A necessidade de uns dias de pleno descanso levou-me até ao Nordeste Transmontano, as terras que guardam as minhas raízes e parte do meu coração. Esta é a crónica de uma viagem por terras únicas cravejadas de gente acolheadora, num Portugal que está abandonado. O abandono sente-se na mágoa das gentes e no silêncio dos espaços. Lugares que já foram torrentes de vida humana, são hoje sustento para ervas daninhas. Lugares onde a única sinfonia humana é a das paredes que se desmoronam por falta de manutenção.

O Nordeste precisa, urgentemente, de um plano de salvação. E a salvação só consegue por duas vias: por um lado, com o emparcelamento das pequenas propriedades, criando
áreas de cultura de produtos de qualidade superior, seja vinho, seja azeite, seja castanha ou batata e, por outro lado, com a criação de
áreas de turismo, capazes de atrair ainda mais turistas e competir com outros centros nacionais e internacionais. Fazer de todo o Nordeste um museu humano para ver, de onde em onde, os poucos que por lá vão subsistindo está a levar uma desertificação e a uma decadência atrozes, cujas consequências serão, a curto prazo, ainda mais dolorosas.

Não se percebe
o abandono da 'cidade perfeita' erigida no Barrocal do Douro, em Picote, quando foi construída a barragem.
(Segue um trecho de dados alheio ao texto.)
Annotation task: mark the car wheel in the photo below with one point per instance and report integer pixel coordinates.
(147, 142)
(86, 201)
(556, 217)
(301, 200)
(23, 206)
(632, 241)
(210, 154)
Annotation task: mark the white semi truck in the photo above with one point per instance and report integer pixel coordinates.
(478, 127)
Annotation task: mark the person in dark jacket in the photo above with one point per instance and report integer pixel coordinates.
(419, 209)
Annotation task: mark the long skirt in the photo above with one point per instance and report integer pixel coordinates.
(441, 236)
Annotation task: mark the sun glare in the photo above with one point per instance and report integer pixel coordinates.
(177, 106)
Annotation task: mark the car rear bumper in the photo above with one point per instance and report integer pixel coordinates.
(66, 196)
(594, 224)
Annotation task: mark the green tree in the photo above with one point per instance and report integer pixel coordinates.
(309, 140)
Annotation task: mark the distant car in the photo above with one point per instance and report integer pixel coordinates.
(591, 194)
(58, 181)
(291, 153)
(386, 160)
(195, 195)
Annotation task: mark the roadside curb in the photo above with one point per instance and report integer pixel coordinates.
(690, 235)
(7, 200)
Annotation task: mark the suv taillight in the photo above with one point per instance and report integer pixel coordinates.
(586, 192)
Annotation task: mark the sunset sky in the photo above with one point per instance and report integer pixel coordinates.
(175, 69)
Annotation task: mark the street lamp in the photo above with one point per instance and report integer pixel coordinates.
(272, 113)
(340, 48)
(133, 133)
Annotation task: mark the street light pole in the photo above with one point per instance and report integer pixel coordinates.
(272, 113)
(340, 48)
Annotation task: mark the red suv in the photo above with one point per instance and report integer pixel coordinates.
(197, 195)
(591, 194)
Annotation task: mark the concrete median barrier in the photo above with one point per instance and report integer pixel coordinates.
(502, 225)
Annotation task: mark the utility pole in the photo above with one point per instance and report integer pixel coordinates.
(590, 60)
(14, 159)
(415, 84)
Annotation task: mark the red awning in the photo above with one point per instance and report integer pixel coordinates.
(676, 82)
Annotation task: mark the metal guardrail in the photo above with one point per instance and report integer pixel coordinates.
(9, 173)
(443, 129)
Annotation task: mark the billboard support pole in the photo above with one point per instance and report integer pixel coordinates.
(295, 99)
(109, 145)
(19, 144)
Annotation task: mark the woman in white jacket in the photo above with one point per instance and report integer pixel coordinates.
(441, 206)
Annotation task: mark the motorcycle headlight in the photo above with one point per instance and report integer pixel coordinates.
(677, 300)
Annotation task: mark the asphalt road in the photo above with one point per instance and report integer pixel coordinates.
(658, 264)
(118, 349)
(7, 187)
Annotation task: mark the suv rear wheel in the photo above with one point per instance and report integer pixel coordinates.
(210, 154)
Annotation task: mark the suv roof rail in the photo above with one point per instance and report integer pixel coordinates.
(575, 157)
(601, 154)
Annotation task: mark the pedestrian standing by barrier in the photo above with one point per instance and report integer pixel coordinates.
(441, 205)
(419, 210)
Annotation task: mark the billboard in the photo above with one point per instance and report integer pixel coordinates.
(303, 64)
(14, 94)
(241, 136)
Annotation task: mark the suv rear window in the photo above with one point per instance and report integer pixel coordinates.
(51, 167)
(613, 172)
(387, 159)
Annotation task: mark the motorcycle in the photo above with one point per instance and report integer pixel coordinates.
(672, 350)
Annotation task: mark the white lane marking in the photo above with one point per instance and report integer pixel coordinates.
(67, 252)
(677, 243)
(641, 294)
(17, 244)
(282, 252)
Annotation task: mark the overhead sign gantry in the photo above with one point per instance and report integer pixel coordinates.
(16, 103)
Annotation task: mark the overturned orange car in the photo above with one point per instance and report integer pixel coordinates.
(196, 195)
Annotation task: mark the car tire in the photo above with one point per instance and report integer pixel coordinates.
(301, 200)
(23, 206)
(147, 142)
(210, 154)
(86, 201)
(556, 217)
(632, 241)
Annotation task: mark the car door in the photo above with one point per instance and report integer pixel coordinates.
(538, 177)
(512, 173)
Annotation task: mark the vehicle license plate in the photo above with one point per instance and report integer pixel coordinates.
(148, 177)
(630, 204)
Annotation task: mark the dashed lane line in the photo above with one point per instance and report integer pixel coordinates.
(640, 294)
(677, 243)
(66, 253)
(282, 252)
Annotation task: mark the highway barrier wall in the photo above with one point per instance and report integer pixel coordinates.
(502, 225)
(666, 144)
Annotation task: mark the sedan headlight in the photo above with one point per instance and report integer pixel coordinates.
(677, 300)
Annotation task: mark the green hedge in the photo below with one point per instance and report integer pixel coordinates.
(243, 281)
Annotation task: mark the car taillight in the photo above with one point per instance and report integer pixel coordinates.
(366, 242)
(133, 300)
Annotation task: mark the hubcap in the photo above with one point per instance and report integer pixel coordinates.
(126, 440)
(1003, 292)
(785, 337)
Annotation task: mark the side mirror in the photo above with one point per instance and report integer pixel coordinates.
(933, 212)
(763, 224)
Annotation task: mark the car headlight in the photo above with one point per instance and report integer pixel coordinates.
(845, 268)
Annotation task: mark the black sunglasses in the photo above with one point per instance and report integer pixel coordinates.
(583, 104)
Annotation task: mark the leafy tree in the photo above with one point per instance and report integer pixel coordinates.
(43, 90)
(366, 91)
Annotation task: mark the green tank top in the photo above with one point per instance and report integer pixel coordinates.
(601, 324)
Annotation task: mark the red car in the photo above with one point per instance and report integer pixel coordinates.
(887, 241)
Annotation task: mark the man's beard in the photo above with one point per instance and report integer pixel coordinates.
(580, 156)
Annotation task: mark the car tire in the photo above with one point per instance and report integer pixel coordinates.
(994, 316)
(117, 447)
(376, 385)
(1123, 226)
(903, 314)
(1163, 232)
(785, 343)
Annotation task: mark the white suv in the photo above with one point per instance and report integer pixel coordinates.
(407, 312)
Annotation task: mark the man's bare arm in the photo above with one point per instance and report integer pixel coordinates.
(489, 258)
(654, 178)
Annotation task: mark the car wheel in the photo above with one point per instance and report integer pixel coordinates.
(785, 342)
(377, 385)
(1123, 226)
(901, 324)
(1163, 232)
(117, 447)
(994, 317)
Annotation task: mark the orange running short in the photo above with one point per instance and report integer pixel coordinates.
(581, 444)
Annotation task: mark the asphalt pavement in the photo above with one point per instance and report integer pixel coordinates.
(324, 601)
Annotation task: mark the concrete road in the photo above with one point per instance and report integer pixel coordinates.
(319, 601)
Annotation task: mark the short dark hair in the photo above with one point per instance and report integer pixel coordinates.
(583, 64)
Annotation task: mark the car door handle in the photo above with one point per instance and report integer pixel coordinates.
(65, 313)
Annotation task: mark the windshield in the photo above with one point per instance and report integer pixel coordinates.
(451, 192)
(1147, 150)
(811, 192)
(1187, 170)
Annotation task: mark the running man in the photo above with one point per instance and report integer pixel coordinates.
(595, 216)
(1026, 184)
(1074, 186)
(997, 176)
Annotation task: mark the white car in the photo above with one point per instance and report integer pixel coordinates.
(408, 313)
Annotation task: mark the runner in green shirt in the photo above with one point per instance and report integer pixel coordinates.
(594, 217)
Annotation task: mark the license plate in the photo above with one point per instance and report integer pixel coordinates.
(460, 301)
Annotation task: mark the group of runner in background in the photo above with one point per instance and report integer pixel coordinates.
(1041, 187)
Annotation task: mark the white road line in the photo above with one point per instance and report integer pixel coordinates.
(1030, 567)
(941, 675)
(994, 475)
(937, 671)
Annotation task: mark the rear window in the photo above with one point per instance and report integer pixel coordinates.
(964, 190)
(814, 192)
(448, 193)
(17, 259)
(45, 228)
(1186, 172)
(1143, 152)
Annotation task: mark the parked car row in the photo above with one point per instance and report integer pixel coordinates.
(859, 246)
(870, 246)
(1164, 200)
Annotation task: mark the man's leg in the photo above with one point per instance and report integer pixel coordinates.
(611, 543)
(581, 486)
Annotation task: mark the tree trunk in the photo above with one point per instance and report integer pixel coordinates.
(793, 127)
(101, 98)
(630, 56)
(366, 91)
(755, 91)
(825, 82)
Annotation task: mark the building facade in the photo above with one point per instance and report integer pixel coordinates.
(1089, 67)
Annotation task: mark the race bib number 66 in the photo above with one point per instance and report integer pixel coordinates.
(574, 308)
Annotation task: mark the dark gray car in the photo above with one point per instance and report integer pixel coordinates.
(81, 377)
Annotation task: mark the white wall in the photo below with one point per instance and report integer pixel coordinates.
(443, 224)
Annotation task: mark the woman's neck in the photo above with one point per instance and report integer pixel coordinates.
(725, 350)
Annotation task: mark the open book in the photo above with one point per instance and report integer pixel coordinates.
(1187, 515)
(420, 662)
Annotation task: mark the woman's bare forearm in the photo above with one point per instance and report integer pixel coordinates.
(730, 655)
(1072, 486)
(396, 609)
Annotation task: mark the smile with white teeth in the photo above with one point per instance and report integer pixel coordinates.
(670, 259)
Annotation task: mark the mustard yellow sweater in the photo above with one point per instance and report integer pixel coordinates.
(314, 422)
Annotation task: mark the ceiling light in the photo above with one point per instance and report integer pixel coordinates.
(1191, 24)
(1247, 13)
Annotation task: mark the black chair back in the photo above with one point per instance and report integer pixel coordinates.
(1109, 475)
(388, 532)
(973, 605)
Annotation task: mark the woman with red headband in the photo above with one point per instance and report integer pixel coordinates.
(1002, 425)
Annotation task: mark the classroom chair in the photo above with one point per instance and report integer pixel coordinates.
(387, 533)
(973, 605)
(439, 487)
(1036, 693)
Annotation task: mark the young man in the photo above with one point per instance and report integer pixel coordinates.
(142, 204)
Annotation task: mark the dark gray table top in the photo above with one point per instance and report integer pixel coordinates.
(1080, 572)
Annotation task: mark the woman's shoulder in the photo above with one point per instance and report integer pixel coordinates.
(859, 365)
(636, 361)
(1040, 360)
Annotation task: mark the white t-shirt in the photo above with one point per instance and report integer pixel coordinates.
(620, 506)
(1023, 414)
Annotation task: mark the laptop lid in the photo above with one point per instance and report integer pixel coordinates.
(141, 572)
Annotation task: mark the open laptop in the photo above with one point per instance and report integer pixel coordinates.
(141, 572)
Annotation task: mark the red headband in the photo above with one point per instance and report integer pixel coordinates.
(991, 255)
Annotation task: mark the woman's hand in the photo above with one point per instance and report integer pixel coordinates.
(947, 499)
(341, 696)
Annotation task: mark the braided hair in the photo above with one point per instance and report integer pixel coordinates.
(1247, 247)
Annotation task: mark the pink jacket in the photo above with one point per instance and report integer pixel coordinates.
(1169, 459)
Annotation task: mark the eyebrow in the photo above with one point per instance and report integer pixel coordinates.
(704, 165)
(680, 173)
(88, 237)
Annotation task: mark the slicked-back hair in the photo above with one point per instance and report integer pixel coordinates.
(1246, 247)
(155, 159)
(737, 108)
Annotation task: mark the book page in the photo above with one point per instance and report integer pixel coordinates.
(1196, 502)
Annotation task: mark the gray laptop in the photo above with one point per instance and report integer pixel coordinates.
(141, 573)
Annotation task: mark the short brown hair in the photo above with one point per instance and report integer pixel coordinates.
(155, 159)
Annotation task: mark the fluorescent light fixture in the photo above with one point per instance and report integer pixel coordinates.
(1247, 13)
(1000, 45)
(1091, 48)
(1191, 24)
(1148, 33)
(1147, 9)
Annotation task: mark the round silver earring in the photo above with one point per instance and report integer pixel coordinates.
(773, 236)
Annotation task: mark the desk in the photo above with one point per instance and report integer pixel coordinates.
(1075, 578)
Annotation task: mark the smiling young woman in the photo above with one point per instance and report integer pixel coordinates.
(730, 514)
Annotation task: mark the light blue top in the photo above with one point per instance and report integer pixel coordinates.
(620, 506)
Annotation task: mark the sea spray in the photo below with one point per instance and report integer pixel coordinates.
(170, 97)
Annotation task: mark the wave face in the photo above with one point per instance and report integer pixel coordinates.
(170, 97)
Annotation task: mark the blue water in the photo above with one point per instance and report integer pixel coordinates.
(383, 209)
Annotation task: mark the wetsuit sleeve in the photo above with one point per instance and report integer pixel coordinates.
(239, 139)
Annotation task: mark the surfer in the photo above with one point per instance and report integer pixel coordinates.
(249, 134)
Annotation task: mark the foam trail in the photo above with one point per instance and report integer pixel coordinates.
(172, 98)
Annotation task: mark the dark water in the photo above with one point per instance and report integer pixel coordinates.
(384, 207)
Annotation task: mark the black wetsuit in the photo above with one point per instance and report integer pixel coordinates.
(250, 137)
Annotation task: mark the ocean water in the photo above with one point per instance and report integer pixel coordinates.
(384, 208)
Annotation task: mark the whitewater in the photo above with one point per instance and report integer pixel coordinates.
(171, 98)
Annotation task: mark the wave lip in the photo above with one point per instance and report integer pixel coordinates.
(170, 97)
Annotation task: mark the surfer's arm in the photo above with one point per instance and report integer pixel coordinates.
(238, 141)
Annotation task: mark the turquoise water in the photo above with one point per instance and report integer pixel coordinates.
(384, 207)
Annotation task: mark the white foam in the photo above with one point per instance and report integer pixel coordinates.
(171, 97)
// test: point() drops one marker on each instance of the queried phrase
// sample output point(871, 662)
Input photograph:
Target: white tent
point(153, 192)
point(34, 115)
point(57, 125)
Tanto as casas dos engenheiros como a pousada poderiam constituir-se como um importante pólo de turismo de qualidade para toda a região das Arribas do Douro. Este complexo está, felizmente, em vias de ser
classificado pelo IPPAR.
Não se percebe o
abandono da maioria das estações da antiga linha que ligava o Pocinho a Duas Igrejas, nem a incapacidade para construir uma ciclovia no seu trajecto. Como também não percebe o
abandono de tantos e tantos edifícios das antigas escolas primárias dispersas pelas aldeias e lugares de todo o Nordeste. Com poucos recursos seria possível criar centros dedicados ao apoio à terceira idade em alguns destes locais e, noutros, núcleos de divulgação turística.
Não se percebe o
abandono da Lama Grande, um dos pontos mais altos da Serra de Montesinho. Neste caso, a casa do Parque Natural, que já fora em tempos alugada para turismo de montanha, está tristemente vandalizada, tendo inclusivamente sido retirados 3 dos 4 painéis de energia solar que lhe serviam de sustento energético.

Apesar de tudo, Bragança e Miranda conseguiram fazer o seu passado histórico e monumental conviver lado a lado com o futuro. São cidades bem dimensionadas, bonitas e acolhedoras. Sendim, que chamou a si o epíteto de Capital das Arribas, consegue potenciar-se turisticamente por via das iniciativas culturais que promove: uma aposta igualmente ganha. Casos de sucesso, mas muito pouco para uma região que ocupa um vasto território e alberga muitas das histórias que compõe a História do país.
É tempo de recuperarmos o Portugal que continua abandonado e que, antes de descobrirmos Tailândias e Méxicos, saibamos (re)descobrir o nosso país.